2022-10-13 05:11:14

by Akihiko Odaki

[permalink] [raw]
Subject: [PATCH] e1000e: Fix TX dispatch condition

e1000_xmit_frame is expected to stop the queue and dispatch frames to
hardware if there is not sufficient space for the next frame in the
buffer, but sometimes it failed to do so because the estimated maxmium
size of frame was wrong. As the consequence, the later invocation of
e1000_xmit_frame failed with NETDEV_TX_BUSY, and the frame in the buffer
remained forever, resulting in a watchdog failure.

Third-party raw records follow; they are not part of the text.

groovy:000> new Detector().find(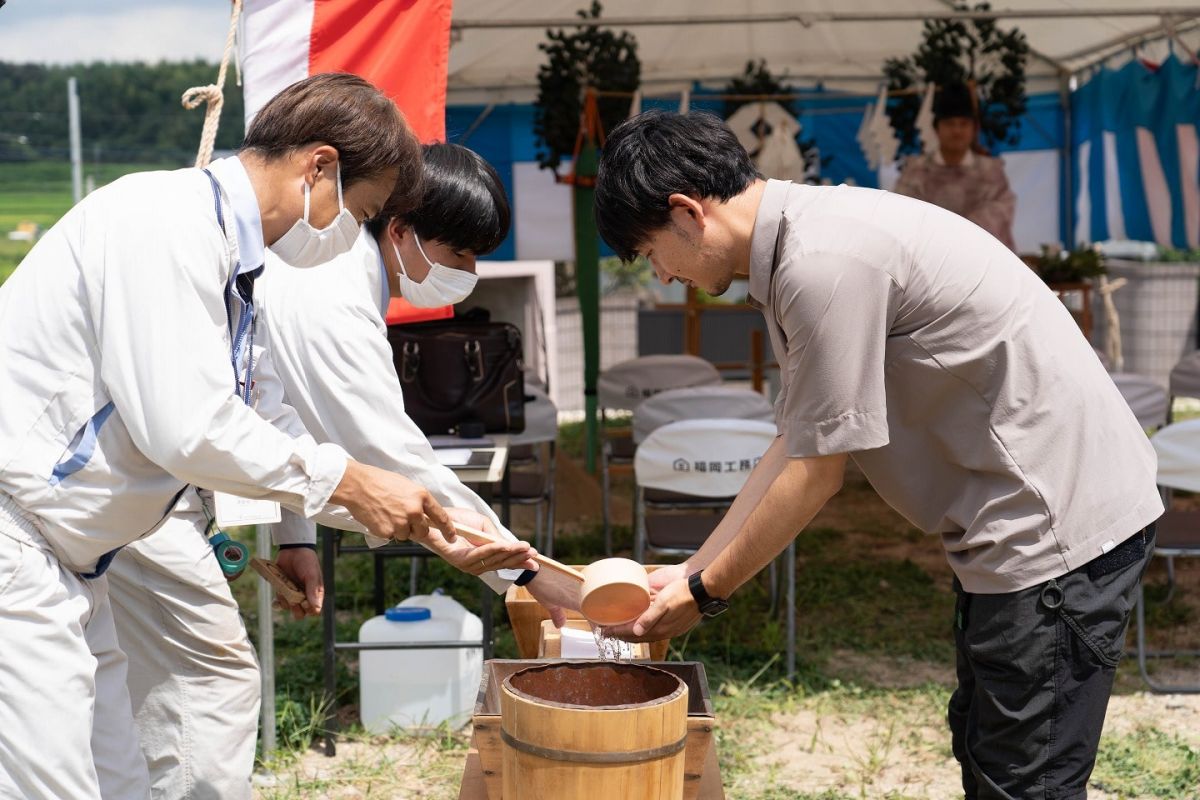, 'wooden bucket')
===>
[500,662,688,800]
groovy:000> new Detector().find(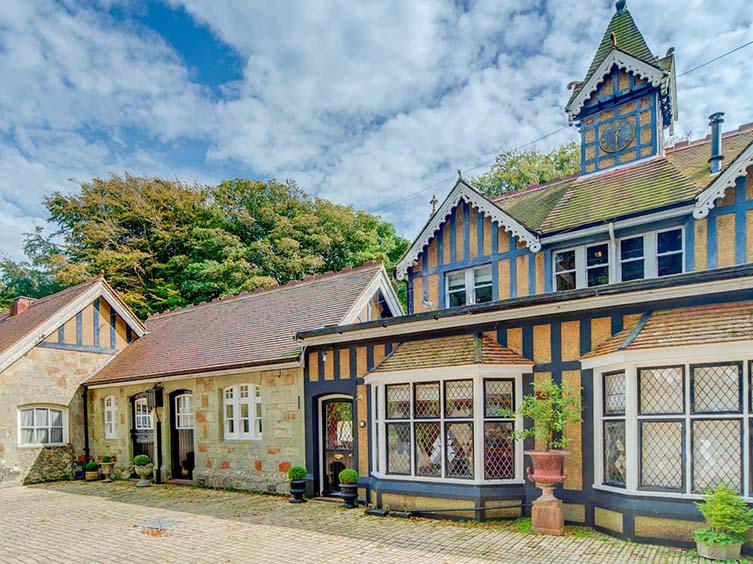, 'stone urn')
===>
[133,462,154,488]
[523,450,570,535]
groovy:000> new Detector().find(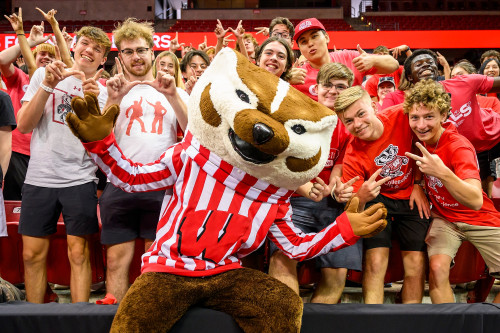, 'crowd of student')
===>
[0,10,500,304]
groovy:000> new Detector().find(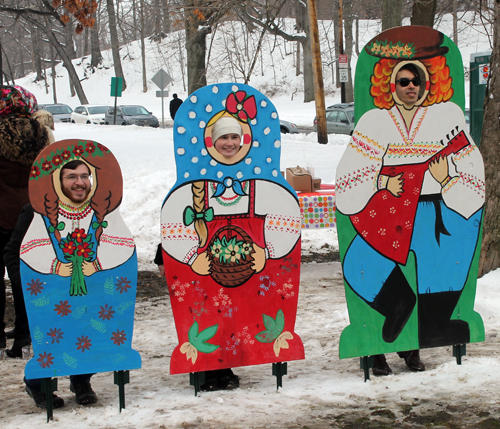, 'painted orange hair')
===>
[370,55,453,110]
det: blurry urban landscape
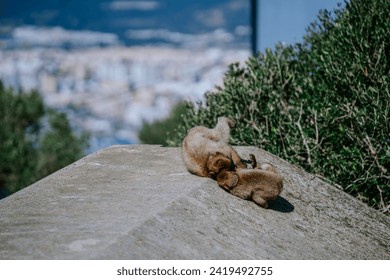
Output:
[0,1,250,153]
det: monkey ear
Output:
[217,171,238,190]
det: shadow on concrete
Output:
[268,196,294,213]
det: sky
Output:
[257,0,343,51]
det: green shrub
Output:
[0,81,87,198]
[168,0,390,213]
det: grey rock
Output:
[0,145,390,259]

This change fixes the estimated size by making it match with the
condition for NETDEV_TX_BUSY. Apparently, the old estimation failed to
account for the following lines which determines the space requirement
for not causing NETDEV_TX_BUSY:
> /* reserve a descriptor for the offload context */
> if ((mss) || (skb->ip_summed == CHECKSUM_PARTIAL))
> count++;
> count++;
>
> count += DIV_ROUND_UP(len, adapter->tx_fifo_limit);

This issue was found with http-stress02 test included in Linux Test
Project 20220930.

Signed-off-by: Akihiko Odaki <[email protected]>
---
drivers/net/ethernet/intel/e1000e/netdev.c | 4 ++--
1 file changed, 2 insertions(+), 2 deletions(-)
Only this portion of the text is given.